CA Travels Day 13 – Zip Lines 29 August, 2010
The group split for a day because me and Claire wanted a more adventurous day. We saw a poster in the hostel for a day of zip lining, snorkelling in caves, and sky-cycling, but we didn’t know what that was yet.
Zip line splash
When we arrived we were pretty disappointed to see a big commercial park full of American families with young children. Our hopes of adrenaline fuelled adventures faded fast, it was Mexico’s answer to Center Parcs. We rode on the back of a truck down a bumpy trail to the sound of disgruntled middle class American parents, and arrived at a clearing with lockers which would be our base for the day.
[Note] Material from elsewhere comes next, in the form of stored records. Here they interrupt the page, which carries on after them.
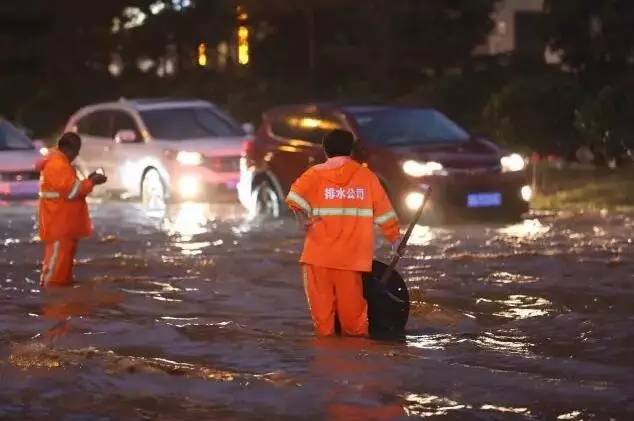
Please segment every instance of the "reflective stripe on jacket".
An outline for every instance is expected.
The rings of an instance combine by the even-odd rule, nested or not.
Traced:
[[[372,268],[374,224],[399,236],[396,213],[378,178],[348,157],[331,158],[293,183],[286,203],[312,220],[302,263],[366,272]]]
[[[40,170],[39,228],[44,242],[87,237],[92,232],[86,196],[90,180],[77,179],[68,158],[57,151],[38,163]]]

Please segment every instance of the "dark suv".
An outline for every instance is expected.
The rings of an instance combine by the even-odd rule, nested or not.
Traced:
[[[429,108],[307,104],[274,108],[245,144],[238,192],[253,213],[279,216],[293,181],[325,157],[321,139],[344,128],[358,139],[354,158],[380,178],[395,209],[412,213],[421,184],[433,188],[428,220],[508,216],[528,210],[524,159],[471,136]]]

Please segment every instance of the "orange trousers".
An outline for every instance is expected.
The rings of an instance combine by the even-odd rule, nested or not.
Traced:
[[[335,317],[348,336],[368,334],[368,304],[363,298],[361,272],[302,266],[304,290],[319,336],[335,334]]]
[[[44,265],[40,286],[72,284],[76,252],[77,240],[74,238],[44,243]]]

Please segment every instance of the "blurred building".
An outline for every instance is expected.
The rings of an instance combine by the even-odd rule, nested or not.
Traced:
[[[545,43],[539,29],[543,9],[543,0],[501,1],[494,12],[493,31],[475,54],[519,53],[544,57]]]

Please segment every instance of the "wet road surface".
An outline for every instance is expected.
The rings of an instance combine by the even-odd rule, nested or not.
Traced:
[[[294,221],[92,209],[77,286],[41,291],[34,208],[0,208],[0,419],[634,417],[631,217],[417,227],[377,342],[313,338]]]

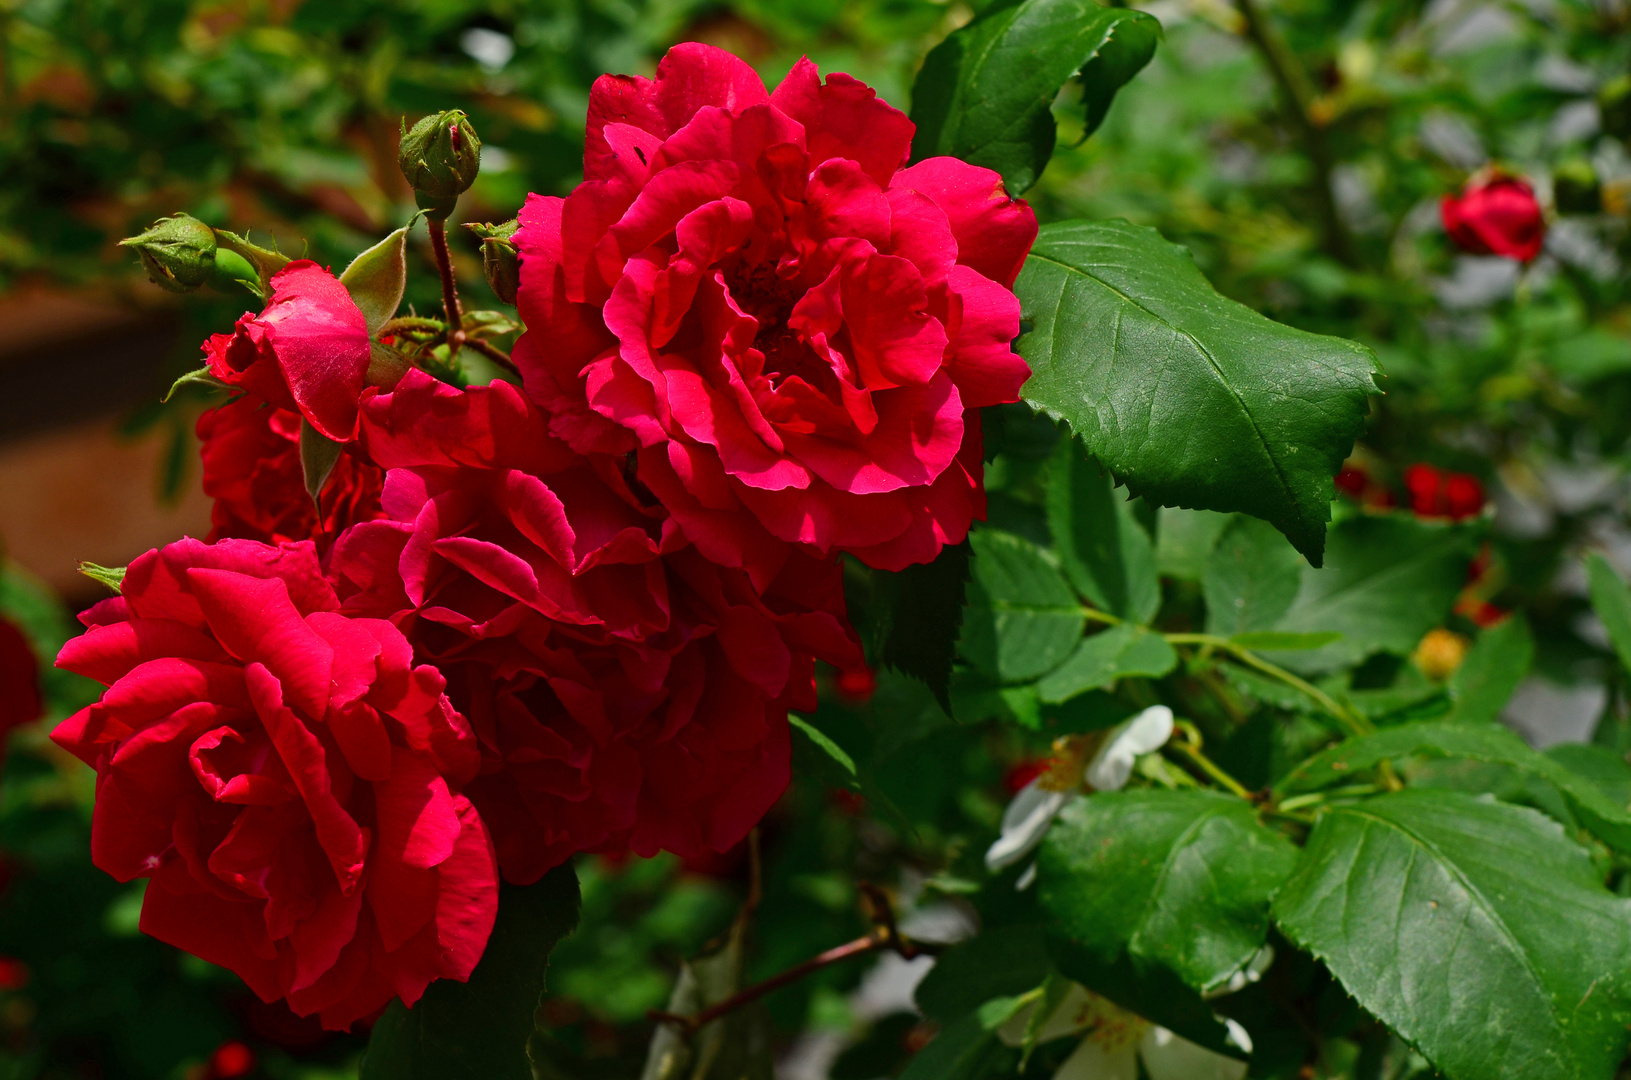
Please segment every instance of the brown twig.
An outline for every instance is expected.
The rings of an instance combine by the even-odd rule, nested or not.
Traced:
[[[755,849],[757,845],[754,845]],[[661,1009],[652,1009],[646,1013],[648,1017],[659,1023],[676,1024],[685,1035],[690,1036],[707,1027],[709,1024],[726,1016],[742,1006],[757,1001],[766,994],[780,990],[789,983],[797,982],[812,972],[820,971],[824,967],[831,967],[845,960],[853,960],[857,956],[867,956],[875,952],[891,951],[898,953],[903,959],[911,960],[919,956],[936,956],[945,946],[936,942],[913,941],[900,932],[895,925],[894,908],[889,903],[889,897],[876,885],[861,882],[861,894],[867,898],[872,908],[872,918],[876,925],[872,930],[854,941],[845,942],[824,953],[810,957],[801,964],[794,964],[786,971],[778,972],[763,982],[754,983],[745,990],[739,991],[717,1005],[710,1005],[695,1016],[681,1016],[678,1013],[664,1012]]]
[[[453,256],[447,250],[447,222],[426,218],[430,247],[436,253],[436,270],[442,275],[442,309],[447,313],[447,351],[456,356],[465,344],[463,313],[459,310],[459,286],[453,279]],[[507,362],[509,357],[504,358]],[[514,370],[513,368],[511,370]]]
I don’t want to sound ungrateful, we had a really fun day playing in the jungle! It just wasn’t as raw and as genuine an experience as we’d have liked. The first thing to do was the sky cycling, where you hang under a steel cable on a chair, with some pedals attached to a pulley so you can cycle along through the jungle. We went up into the trees and down into a cave, it was pretty cool.
We zip lined through the trees, and down into a pool in an underground cave. We rappelled too, which is basically abseiling through a hole in the jungle floor into the cave, and also snorkelled in it. Snorkelling was the most genuine experience of the day, swimming through small spaces and exploring the stalagmite and stalactite formations in the cenotes near Tulum. The final thing we did was this newly opened zip line rollercoaster, where you attach your harness to a pulley on a steel track and dip and swoop through the trees, finishing on a water slide into a cave pool. It was a rough ride leaving a few bruises, and loads of fun.
Me and Claire had to split from the group early to catch a bus, and got the best ride of the day. They called for a guy to drive us back to reception, and the pair of us stood on a trailer dragged by a buggy down a little used jungle track. It was really bumpy and overgrown, and hanging on was a bit of a challenge.
The rest of the day was spent travelling back to Chetumal, which would set us in the right direction for the next part of our journey.
We didn’t have a camera with us that day, so the pictures are of internet strangers doing the same thing!